But Kenney took this paranoid style to new heights in 2019, referencing Russia’s jailing of environmentalists in a meeting of oil executives: “[Climate activists] know they couldn’t get away with this in Vladimir Putin’s Russia. In fact, Greenpeace did do a protest on an offshore rig in Russia and their crew was arrested and thrown in a Siberian jail for six months and funnily enough they’ve never been back — I’m not recommending that for Canada, but it’s instructive.”

So while it’s tempting to joke about Kenney’s fantastical inquiry, and its myriad step backs and blunders, the rhetoric it has mainstreamed has real consequences.

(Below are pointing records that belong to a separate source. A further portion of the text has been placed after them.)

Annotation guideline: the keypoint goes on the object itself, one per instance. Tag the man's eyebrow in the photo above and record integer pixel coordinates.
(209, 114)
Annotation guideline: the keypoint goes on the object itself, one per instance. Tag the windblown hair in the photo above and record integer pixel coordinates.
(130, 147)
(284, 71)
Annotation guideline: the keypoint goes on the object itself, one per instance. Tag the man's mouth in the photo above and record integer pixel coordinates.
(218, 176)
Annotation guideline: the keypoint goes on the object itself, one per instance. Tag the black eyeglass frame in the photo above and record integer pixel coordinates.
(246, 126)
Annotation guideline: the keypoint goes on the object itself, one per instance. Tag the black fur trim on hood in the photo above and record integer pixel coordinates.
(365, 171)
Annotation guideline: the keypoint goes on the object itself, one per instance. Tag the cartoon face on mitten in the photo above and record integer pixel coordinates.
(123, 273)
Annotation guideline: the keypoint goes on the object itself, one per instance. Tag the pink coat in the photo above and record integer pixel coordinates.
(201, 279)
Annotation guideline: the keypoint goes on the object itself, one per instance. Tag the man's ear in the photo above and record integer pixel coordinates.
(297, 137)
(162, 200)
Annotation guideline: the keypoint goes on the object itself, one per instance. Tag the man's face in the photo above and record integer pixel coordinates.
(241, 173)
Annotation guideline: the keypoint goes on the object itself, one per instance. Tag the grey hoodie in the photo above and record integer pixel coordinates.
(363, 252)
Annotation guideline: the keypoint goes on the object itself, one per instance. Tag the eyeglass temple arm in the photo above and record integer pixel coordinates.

Just ask Tzeporah Berman, who received torrents of misogynistic and antisemitic abuse, which included being assaulted and spat on at the Edmonton airport, after a man standing on stage with Kenney at an official campaign event held up a photo of her with a diagonal line through her face as an example of the foreign threat that must be combatted. 

The inquiry’s conclusions were never the point; casting a cloud of suspicion over those who are attempting to protect the planet was always its purpose.  It was a drawn out “fear and smear” campaign, to use a favourite phrase of Kenney’s, sending a clear message to dissenters, on climate or any other policy, that if you step out of line, you will be personally vilified by the state. 

When you examine it under this light, the inquiry’s outcome is far more insidious than being a mere “multimillion-dollar dud.” And that should concern us all.